While Ostbelgien’s premier Oliver Paasch has repeatedly defended his region’s ties to the rest of Belgium, its citizens are not so sure – a survey conducted by Belgian TV broadcaster RTL in the region’s capital, Eupen, revealed that nearly 90% of city residents replied “no” when asked if they felt they belonged to the Wallonia region.

“When announcements from the Brussels attacks came out, they were sent from the Belgian government in Dutch, French, and English but not in German. What does that say about our role in this country?” said one of the poll’s respondents.

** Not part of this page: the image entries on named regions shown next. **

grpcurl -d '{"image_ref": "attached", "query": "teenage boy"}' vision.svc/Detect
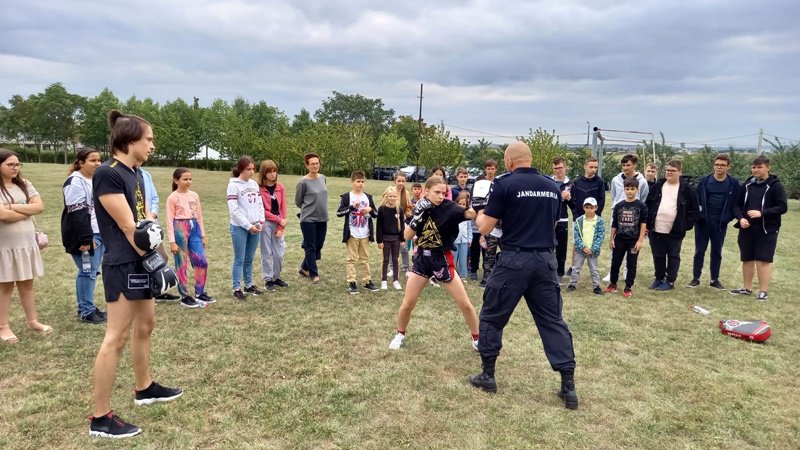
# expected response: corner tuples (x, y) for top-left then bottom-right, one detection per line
(647, 159), (700, 291)
(732, 156), (788, 302)
(550, 156), (572, 280)
(689, 153), (739, 289)
(606, 177), (647, 298)
(567, 197), (606, 295)
(89, 111), (183, 438)
(336, 170), (380, 295)
(476, 159), (500, 288)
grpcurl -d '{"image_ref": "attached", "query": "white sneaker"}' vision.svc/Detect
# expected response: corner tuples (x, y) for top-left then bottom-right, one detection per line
(389, 333), (406, 350)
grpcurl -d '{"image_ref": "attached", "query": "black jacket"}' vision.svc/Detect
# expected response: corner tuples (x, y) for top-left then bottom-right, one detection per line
(733, 175), (789, 234)
(647, 178), (700, 237)
(336, 192), (378, 244)
(697, 174), (739, 228)
(569, 175), (606, 219)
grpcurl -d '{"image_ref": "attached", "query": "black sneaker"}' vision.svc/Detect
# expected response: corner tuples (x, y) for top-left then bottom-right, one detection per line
(195, 292), (217, 304)
(469, 372), (497, 394)
(181, 295), (203, 308)
(81, 310), (108, 325)
(558, 384), (578, 409)
(156, 294), (181, 303)
(89, 411), (142, 439)
(133, 381), (183, 405)
(244, 284), (262, 295)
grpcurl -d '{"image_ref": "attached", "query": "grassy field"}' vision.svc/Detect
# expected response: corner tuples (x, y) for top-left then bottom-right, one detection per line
(0, 164), (800, 449)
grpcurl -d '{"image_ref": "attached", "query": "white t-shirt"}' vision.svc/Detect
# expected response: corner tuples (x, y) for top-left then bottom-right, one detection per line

While ties may not be strong with regards to their foreign-speaking compatriots, there appears to be a greater kinship for the European Union in Ostbelgien, whose policy of open borders has proven a blessing to residents. With easy access to German-speaking communities in the Netherlands and to larger cities in Germany like Aachen, cross-border cultural connection and business is more than just a buzzword in this corner of Europe.

“It’s hard to justify opening a major public facility like a research hospital in such a small area like Ostbelgien,” says Julian De Ridder, a Belgian who works for the Committee of the Regions in Brussels, a forum for European regional politicians to discuss EU policies. “But with the benefits from the EU, these people can get the services they need by coming together with communities just across the border. It is good, because if we neglect these regions for long, we leave the door wide open for populists.”

While Belgium is unlikely to split apart until its constituent regions agree on politically sensitive topics like the ownership of bilingual Brussels, Ostbelgien’s new name is a testament to the rising tide of regional identities not only within Belgium, but inside an ever-more globalised European Union.

“There is a certain logic in this move, as we find ourselves relatively happy inside Belgium. What kind of autonomy would we have if we were in Germany today, where Berlin is hundreds of kilometers away from our small towns?” said Lambertz.

“Above all, our aim was to have a common name in German for our citizens,” he added.